Moreover, doxorubicin is responsible for dysbiosis and affects the integrity of intestinal mucosa, which can lead to fatal infections [45]. Stimulation of NOD2, a critical part of the immune response, by bacterial muramyl dipeptide may have a protective role in mucosal damage induced by doxorubicin [45, 46]. Furthermore, GMB has alleviated the adverse effect of cisplatin. D-methionine, a prebiotic, has antioxidative and anti-inflammatory features and, by promoting the growth of Lachnospiracae and Lactobacillus, can regulate microbiota and reverse cisplatin-induced ototoxicity [47, 48]. Therefore, a hypothesis arises that supplementation could help to avoid cardiac dysfunction and the ototoxic effect of cisplatin. A mouse-performed study showed that Lactobacillus supplementation alleviated weight loss and cardiotoxicity evoked by cisplatin and reduced inflammation [49]. Moreover, in mouse models, an increase of Lactobacillus johnsonii was coherent with delayed development of B-cell lymphoma and oral supplementation was linked to decreased systemic inflammation and genotoxicity [50].

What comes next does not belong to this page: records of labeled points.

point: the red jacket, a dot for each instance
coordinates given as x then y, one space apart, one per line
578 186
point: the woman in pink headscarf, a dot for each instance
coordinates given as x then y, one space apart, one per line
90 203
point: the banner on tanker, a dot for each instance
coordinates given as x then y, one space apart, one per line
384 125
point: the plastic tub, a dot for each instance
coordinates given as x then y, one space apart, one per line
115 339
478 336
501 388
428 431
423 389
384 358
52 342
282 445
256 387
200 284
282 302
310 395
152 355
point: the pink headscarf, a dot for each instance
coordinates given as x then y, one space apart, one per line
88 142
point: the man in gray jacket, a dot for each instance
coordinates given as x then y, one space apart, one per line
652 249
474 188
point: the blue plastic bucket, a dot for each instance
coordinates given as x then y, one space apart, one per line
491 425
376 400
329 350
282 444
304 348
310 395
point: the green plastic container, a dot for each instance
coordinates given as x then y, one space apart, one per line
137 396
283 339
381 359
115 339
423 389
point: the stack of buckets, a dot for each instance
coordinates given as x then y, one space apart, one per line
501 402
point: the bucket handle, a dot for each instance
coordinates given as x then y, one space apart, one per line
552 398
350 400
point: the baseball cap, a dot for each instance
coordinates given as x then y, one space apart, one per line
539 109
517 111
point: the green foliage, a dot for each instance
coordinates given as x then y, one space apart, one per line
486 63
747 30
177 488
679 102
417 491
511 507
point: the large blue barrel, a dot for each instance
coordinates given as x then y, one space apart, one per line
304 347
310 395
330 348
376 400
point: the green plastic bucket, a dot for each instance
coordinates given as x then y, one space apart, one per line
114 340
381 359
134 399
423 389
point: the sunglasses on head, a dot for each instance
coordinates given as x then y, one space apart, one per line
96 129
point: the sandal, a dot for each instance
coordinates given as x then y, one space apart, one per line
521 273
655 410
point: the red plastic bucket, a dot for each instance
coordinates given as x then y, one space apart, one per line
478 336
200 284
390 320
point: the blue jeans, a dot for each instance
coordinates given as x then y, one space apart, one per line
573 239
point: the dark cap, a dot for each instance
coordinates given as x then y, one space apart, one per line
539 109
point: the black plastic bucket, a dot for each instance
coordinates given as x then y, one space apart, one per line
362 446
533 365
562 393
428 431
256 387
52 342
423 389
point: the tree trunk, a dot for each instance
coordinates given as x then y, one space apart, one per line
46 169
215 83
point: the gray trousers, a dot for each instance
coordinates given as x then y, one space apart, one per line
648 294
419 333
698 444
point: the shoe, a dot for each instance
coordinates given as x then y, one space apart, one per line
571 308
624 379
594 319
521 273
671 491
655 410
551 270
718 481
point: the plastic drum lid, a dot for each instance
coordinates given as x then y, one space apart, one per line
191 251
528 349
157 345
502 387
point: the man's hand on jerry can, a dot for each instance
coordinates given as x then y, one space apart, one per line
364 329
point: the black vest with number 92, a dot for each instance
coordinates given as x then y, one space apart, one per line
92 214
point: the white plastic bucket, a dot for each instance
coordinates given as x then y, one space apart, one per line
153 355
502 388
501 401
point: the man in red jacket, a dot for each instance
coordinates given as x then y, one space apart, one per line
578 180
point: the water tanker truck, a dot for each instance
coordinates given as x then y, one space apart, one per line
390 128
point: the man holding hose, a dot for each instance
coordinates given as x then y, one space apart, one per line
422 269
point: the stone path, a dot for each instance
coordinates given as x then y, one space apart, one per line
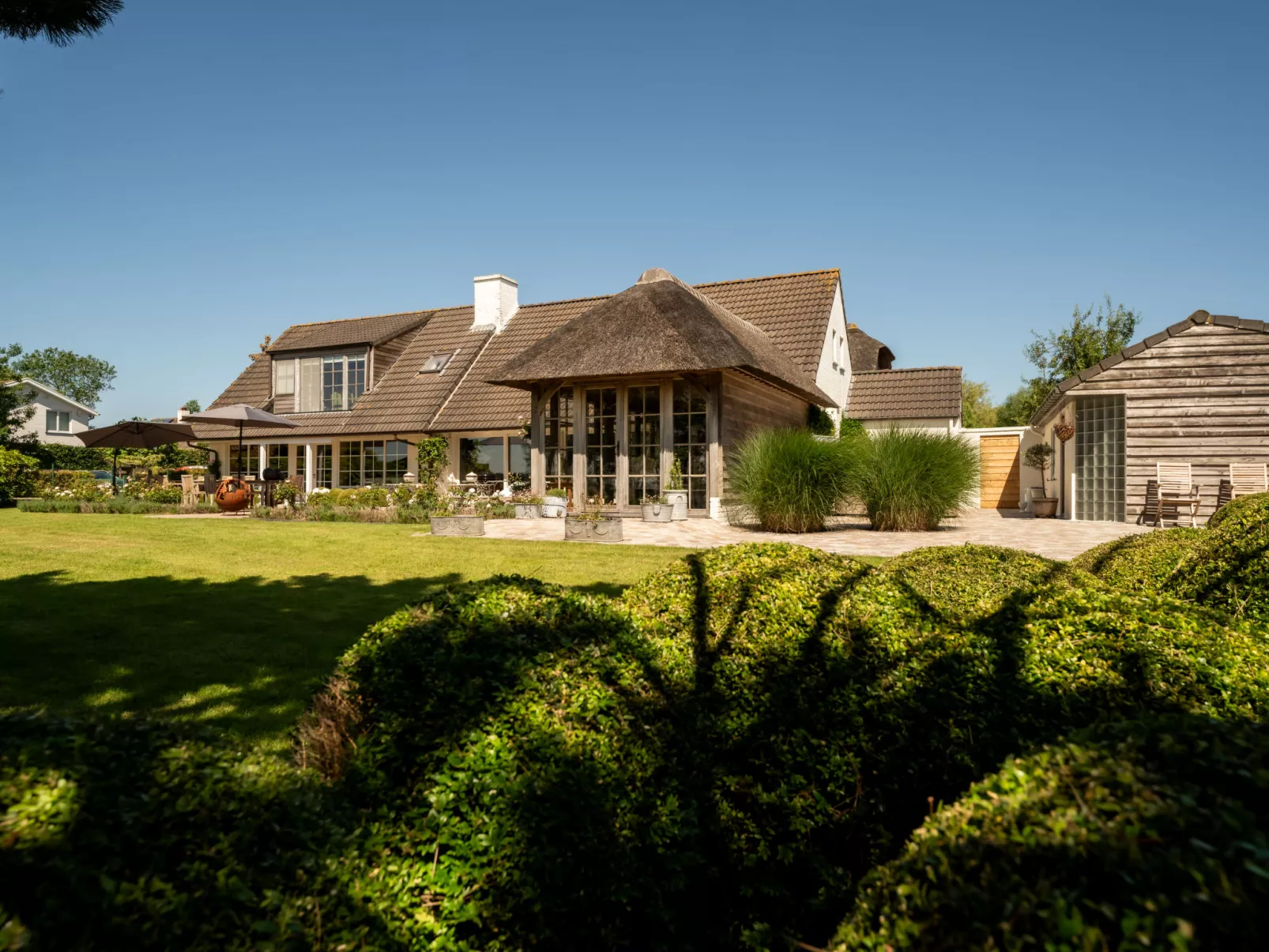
1055 539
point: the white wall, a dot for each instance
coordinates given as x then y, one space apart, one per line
834 376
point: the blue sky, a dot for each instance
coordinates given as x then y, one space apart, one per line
203 174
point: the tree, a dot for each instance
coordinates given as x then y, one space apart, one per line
80 377
60 22
976 409
1060 355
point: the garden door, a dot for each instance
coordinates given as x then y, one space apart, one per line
1000 481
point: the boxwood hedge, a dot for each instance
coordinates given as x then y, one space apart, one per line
1130 835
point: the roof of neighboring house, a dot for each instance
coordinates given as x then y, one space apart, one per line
1053 400
347 333
910 393
792 310
46 389
867 353
665 328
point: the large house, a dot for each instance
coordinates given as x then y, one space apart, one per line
597 397
56 418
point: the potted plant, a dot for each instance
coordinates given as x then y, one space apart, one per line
657 508
527 506
1037 457
597 522
676 493
454 514
555 503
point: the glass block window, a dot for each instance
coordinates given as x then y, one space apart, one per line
280 458
691 446
324 465
557 439
1099 458
644 438
602 443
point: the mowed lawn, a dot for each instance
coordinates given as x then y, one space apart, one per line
232 623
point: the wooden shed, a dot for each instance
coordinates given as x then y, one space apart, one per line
1196 393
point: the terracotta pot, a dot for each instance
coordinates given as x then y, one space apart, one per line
232 495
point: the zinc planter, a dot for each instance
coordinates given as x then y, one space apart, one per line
657 512
680 503
592 529
457 525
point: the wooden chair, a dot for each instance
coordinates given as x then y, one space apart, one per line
1175 491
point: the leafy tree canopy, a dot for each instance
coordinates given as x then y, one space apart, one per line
60 22
80 377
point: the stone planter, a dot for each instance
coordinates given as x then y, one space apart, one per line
1045 508
657 512
678 499
592 529
457 525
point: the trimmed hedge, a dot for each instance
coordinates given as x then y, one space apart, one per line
1131 835
1141 561
1229 567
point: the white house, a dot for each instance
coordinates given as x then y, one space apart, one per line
58 418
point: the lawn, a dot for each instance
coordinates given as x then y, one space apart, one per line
230 623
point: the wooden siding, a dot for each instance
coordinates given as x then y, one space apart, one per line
1001 472
1199 397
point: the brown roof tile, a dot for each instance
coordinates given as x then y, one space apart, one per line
910 393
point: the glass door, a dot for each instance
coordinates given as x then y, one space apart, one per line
644 442
602 445
1099 458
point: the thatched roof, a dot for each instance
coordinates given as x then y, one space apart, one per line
660 325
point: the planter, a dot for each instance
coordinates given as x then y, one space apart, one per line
457 525
657 512
232 495
1045 508
592 529
678 499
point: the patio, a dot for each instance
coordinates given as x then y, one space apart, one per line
1053 539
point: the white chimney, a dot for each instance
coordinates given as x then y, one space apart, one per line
496 303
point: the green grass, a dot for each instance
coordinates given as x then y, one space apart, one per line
230 623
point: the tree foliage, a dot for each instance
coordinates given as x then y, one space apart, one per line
79 376
60 22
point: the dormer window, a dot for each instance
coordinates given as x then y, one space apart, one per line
437 362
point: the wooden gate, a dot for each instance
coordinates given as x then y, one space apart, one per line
1001 472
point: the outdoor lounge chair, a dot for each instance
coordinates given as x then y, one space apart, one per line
1175 491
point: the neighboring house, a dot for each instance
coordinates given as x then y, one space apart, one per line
1196 393
58 418
593 395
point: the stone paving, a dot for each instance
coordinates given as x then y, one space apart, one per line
1053 539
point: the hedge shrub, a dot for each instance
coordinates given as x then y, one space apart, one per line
1131 835
1141 561
1229 567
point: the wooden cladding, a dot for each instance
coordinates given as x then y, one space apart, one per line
1001 472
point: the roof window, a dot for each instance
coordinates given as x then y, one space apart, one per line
437 362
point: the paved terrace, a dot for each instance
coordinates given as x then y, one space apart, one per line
1053 539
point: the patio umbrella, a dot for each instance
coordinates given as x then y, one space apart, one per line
134 435
244 416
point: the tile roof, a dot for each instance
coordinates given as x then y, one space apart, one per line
910 393
791 309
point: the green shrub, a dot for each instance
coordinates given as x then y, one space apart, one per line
789 480
1141 561
132 834
1130 837
911 480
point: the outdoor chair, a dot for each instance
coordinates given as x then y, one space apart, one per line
1175 491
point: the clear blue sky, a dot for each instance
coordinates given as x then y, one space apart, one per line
203 174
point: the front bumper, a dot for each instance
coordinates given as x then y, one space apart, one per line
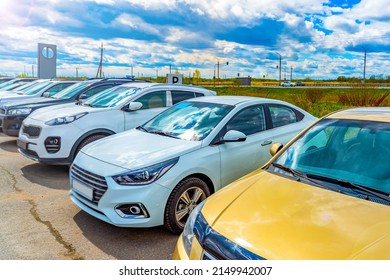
11 125
152 197
33 146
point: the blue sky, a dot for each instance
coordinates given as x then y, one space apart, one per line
316 39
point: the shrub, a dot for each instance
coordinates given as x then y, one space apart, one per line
364 96
314 94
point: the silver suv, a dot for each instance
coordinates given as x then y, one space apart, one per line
55 134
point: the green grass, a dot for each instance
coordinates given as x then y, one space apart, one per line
327 102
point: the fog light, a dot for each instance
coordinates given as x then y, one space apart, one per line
53 144
132 211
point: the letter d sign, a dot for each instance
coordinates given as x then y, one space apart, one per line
175 79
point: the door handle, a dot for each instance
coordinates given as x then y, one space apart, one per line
266 142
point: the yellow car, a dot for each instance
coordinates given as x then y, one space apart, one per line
325 195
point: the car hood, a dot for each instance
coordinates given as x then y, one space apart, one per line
278 218
34 102
63 110
135 149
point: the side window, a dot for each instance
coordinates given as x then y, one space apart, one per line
156 99
57 88
351 134
248 121
282 115
318 139
95 90
178 96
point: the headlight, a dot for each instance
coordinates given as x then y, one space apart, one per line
20 111
188 231
65 120
145 175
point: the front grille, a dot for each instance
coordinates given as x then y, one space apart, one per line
31 131
96 182
208 256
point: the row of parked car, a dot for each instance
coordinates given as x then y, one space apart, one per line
145 154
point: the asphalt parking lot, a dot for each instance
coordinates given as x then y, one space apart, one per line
39 221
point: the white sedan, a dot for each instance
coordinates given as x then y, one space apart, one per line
157 173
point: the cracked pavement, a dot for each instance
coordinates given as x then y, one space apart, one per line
39 221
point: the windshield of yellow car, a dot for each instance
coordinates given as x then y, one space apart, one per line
354 151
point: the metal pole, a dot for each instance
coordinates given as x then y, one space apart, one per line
280 67
214 74
218 70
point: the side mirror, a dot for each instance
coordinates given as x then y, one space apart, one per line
83 96
234 136
276 147
133 106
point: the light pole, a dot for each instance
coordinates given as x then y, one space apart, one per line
364 66
227 63
280 67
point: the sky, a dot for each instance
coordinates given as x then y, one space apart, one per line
314 39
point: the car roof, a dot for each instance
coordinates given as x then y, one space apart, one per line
381 114
164 85
235 100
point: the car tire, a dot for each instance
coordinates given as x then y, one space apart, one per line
88 140
183 199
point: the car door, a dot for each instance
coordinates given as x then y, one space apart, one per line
285 122
152 104
240 158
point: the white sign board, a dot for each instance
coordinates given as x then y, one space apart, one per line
175 79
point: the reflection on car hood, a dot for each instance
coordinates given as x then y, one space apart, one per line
30 102
63 110
135 149
278 218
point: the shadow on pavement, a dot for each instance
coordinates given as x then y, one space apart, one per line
127 243
50 176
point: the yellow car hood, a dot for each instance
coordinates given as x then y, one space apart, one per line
280 218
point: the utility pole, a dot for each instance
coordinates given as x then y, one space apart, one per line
280 67
364 67
100 68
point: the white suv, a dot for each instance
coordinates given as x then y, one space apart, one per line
55 134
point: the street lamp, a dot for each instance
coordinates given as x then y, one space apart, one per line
364 67
280 66
227 63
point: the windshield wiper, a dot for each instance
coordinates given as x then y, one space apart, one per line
352 185
159 132
299 175
142 128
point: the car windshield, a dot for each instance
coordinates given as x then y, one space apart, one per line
353 151
70 91
111 97
25 86
6 84
14 86
191 121
35 88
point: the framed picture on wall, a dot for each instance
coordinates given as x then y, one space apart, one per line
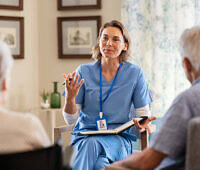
11 4
77 36
12 32
77 4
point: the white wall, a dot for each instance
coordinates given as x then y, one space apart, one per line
41 65
24 85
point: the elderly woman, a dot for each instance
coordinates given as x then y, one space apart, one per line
105 89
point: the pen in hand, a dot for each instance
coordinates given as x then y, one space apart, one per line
70 79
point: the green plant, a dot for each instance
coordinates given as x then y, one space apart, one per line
44 95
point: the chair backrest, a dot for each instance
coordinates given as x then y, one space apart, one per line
193 145
41 159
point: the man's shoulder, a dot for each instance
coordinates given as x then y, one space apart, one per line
191 95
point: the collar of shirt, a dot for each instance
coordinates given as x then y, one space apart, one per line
196 81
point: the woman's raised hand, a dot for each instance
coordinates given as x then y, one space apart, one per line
71 85
145 125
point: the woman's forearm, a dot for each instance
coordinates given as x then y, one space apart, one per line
70 106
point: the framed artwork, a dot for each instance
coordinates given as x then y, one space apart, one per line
77 36
78 4
12 32
11 4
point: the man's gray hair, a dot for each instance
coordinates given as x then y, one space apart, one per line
6 62
190 46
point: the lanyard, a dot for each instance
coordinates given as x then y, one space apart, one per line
109 91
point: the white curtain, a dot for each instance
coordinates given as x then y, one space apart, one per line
155 27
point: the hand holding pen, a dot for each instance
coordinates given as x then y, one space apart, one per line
72 85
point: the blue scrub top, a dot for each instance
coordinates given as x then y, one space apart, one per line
130 88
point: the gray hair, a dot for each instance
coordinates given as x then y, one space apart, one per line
6 62
190 46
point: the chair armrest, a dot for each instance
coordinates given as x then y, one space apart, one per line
61 129
115 168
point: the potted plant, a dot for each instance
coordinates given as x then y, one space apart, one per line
45 103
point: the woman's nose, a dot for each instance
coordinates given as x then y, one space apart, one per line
109 42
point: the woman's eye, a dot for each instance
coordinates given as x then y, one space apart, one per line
116 39
105 38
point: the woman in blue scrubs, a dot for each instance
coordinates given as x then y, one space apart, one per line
108 87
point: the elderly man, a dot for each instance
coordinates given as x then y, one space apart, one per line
170 141
18 132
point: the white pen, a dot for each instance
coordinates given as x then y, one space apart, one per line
70 79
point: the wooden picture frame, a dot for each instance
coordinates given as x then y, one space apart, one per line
12 32
11 4
78 5
77 36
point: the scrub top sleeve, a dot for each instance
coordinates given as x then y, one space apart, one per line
80 97
141 94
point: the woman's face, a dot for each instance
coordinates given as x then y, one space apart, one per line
111 42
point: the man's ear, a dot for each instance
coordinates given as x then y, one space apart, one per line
4 85
187 64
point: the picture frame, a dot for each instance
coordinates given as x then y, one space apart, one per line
12 32
77 36
78 5
11 4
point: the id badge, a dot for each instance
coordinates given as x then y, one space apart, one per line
101 123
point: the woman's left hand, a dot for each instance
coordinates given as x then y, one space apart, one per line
145 125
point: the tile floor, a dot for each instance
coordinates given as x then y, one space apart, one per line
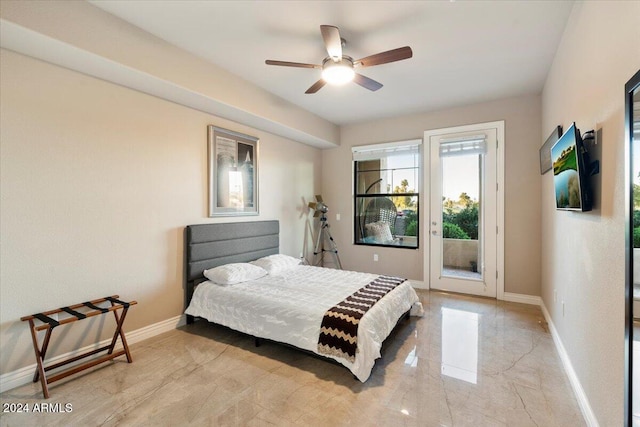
467 362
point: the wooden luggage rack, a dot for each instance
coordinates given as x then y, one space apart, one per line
49 323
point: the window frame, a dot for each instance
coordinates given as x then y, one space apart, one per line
412 147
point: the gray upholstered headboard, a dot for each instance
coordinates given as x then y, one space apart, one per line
211 245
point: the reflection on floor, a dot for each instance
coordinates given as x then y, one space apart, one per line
467 362
461 273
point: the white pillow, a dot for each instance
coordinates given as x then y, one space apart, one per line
230 274
380 231
275 264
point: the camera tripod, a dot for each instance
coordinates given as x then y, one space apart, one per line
324 236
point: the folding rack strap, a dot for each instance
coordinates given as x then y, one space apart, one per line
49 323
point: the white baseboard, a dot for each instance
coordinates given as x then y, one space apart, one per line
417 284
24 375
522 298
581 396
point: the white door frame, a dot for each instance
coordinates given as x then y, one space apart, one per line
499 126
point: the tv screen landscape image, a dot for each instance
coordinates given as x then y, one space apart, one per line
565 155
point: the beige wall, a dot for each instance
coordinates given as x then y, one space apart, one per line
97 184
522 188
85 31
583 253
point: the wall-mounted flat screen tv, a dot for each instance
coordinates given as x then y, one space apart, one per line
570 175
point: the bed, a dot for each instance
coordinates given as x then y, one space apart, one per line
255 290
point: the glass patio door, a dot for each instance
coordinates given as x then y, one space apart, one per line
463 211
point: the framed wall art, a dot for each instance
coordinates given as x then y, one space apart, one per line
545 150
233 173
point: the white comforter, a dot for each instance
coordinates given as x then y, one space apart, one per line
289 307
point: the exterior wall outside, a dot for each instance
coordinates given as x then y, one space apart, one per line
459 253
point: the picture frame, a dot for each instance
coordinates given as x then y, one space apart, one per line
545 151
233 173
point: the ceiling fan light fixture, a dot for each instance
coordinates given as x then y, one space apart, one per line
338 73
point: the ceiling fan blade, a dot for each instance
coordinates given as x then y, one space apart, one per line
316 86
332 41
385 57
291 64
366 82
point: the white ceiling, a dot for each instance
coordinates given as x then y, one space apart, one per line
463 51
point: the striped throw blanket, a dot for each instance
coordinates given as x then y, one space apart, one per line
339 328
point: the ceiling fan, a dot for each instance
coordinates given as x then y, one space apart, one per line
340 69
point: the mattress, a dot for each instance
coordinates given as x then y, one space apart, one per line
288 307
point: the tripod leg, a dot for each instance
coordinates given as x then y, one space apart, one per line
319 248
334 248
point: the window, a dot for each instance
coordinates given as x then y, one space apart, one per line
386 194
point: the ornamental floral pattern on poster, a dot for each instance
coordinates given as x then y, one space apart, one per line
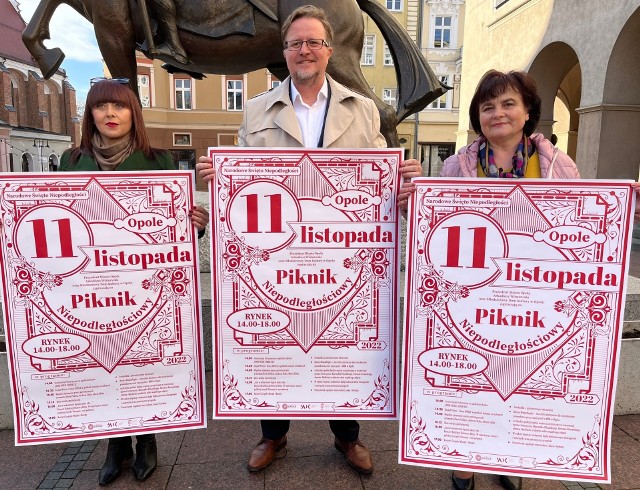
305 277
101 303
513 320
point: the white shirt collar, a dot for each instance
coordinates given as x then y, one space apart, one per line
296 97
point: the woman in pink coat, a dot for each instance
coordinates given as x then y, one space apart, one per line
504 111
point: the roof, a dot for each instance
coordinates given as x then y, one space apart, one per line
11 27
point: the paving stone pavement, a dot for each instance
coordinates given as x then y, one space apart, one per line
216 457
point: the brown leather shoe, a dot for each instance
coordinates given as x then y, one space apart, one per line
358 456
265 452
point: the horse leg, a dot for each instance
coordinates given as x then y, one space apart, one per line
37 31
116 40
345 68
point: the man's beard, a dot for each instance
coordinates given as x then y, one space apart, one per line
305 76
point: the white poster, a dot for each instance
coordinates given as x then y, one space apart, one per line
102 304
305 278
514 303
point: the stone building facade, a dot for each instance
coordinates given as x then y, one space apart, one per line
38 117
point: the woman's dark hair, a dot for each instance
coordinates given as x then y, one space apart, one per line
495 83
113 91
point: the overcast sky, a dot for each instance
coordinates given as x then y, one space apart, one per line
74 35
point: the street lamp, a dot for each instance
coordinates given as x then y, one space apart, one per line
40 144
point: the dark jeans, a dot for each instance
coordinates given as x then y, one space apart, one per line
345 430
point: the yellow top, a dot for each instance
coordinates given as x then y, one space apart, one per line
531 172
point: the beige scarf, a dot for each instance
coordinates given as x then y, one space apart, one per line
108 157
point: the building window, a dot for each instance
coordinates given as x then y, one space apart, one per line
388 59
183 94
184 159
14 94
394 5
181 139
442 32
234 95
143 90
368 50
433 156
389 96
442 102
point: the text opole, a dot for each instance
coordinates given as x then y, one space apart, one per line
55 346
145 222
258 320
351 200
569 236
452 361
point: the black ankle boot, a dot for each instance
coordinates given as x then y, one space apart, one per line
146 456
119 449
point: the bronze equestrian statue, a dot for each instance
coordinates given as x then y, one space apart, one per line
238 36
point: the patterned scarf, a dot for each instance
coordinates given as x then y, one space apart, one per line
520 160
108 157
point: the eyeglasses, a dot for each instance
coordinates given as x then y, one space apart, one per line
122 81
313 44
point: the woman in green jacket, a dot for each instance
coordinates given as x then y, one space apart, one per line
114 138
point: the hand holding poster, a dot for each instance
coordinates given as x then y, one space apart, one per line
515 295
101 301
305 274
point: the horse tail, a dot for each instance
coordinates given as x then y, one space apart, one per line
417 84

Further interesting findings concerned the accumulation of one of the short-chain fatty acids (SCFAs) — butyrate [51]. Mice fed with a high-fiber diet presented a raised level of butyrate and consequently had a significantly lower risk of lymphoma. Additionally, there was a correlation with tumor growth, as it may lead to apoptosis of lymphoma cells [51]. However, this finding must be treated with caution. Humans have altered the metabolism of SCFAs, and due to degradation in the liver it is undetectable in serum, so the anti-lymphoma effect might not be revealed [52].
Rituximab, an anti-CD20 antibody, markedly affects intestinal microbiota in mice. It is important to emphasize that after treatment with rituximab, GMB composition was reduced in Lactobacillus reuteri [53]. Consequently, the absence of Lactobacillus reuteri may be related to intestinal damage, a severe adverse event of rituximab administration, and inflammatory cell infiltration in the gut mucosa. As a result, administration of antibiotics can lead to rituximab-induced mucositis, and oral supplementation of Lactobacillus reuteri could restore the alleviating effect on gut inflammation [53].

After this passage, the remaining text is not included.